When being the best makes you miss the woods for the trees
Another configuration is someone who has strength and who could easily hold the pose. However, they don’t quite get that no one is going to give you a medal for lifting your leg the highest. They will want to showcase their athletic prowesses without giving too much thought to the value of stillness. So, they will push and push and might check the clock to see how much longer they have to hold. These people are likely to wobble and fall too. Pursuing the “best diet” at all costs is precisely likely to cost you a great deal, as you will have lost sight of your overall health.
Now imagine a person who is quite versed at yoga, it’s not their first time. They are more than capable, except that they haven’t quite got the principle of yoga, which isn’t based on competition. There’s only you and your practice, what the others are doing is irrelevant. So there they are, in their poses, but they want to check what everyone else is doing. They want to make sure they are not doing anything wrong, or they get distracted by the shiny Lulu lemon leggings over there. No doubt about it, they will wobble and perhaps come out of their pose. In yoga, like in life, you have to do your own thing instead of comparing yourself to others. The moment you start comparing your diet, or your body, with those of others, you’re in trouble even if you’re normally quite solid.
Your drishty is what keeps you stable
What’s the secret then? Well that’s your drishty. It means “focused gaze” and in yoga we use to hold still. You pick a point in the room and you stay focused on this while in a challenging pose. This enables you to withdraw into yourself and concentrate solely on you and your practice. This, I find, we tend to acquire when we age. We become less bothered by what the others are doing and we are more able to tune out the noise around us telling us to be blonder, younger, thinner etc.
Yet even those who are seasoned “yogis” are always at risk of wobbling because you never know who might come and push you. We all have bad days and the noise can sometimes get too much for all of us. That’s ok, it doesn’t mean you’re rubbish at yoga or even at standing, you don’t need a crutch. You might just need to sleep it over, to gather yourself, to rest etc. You might need to talk it over with someone so you can understand that the fault was in the person who pushed you and that you are still more than capable to hold still unaided.
Finally, I have come to notice that the people who wobble the most are those who just haven’t found their drishty in life just yet. It’s not always easy to find and you might need several attempts. They may struggle to find their purposes and their values preferring for now to look around at what others are doing and being swayed by popular opinion. Perhaps that explains why so many teenagers are falling prey to eating disorders? They don’t know who they are and what they want yet, so finding that point of focus is going to be harder.
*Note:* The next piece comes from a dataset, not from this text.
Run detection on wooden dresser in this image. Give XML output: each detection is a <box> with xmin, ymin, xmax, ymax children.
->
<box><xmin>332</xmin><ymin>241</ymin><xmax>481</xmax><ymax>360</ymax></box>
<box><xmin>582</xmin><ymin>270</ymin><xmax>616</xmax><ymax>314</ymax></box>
Wobbling is part of your life practice
Know that it’s ok to change focus. You may wobble along the way. Remember, there’s no rule dictating that you have to keep the same focal point at all times. People also get their drishty wrong thinking happiness will come from doing that successful job, or earning that amount of money. However, if that doesn’t truly resonate with them, they will wobble. I often see people with no hobbies who are unstable. Usually, they either haven’t yet found what makes them tick, or they have found it but think it’s not cool enough. So, they don’t pursue it and instead chase something that society will more readily validate. If your thing is carp fishing and that’s what’s going to make you happy, then do that.
You know the saying: those who mind, don’t matter and those who matter don’t mind. Allow yourself not to mind because you are the only person who really matters.